When to Embrace the Shadow
Originally published in Coaching for Transformation
Honoring all parts becomes a way of life. Whenever we see or hear parts that are out of alignment, we can bring them in by asking them to speak. We’ll notice misalignment because we’ll hear polarized voices vying for attention. It’s only natural for parts that value the status quo to block the parts that want to make changes. When our clients experience internal conflict, this pathway is a form of internal mediation.
They may experience internal conflict at many levels: mental, emotional, physical and behavioral.
I think I want to work with children / What if I can’t make a living? (mental)
I’m excited to move forward / I’m afraid to take action. (emotional)
I really want to leave this firm / When I start to write my resignation letter, I get a headache. (physical)
My goal is to start a group for LGBTQQ allies / I haven’t asked anyone to join. (behavioral)
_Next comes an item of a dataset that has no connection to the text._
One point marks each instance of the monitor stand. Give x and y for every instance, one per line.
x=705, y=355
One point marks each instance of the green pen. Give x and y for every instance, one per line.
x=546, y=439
Through practice, the nuances of Embracing the Shadow will come. Our protectors naturally have reactions. They may be skeptical or block us, but with patience, we can do the inner work at the pace our internal system can handle. Our continual deep inner work supports our outer work. When we transcend our limiting beliefs we can work at a much deeper level.
Imagine having the skills to help people hear these discordant voices, and create sacred space for each part to be heard and unified, so that people awaken to greater wisdom, energy and possibilities.
Some parts have no desire to be transformed—they were activated to help us deal with very challenging or even dangerous situations and they are serious about protecting us. But we learn to work with parts that are highly resistant to change by opening our hearts. When in doubt, love the part. Get curious. Honor the part’s wisdom.
Genuine connection comes from accepting each part exactly as it is, and acknowledging the importance of its role. That alone often leads to the golden sigh—that moment when shift happens. Ironically, transformation happens more often when we accept what is, not when we press for change.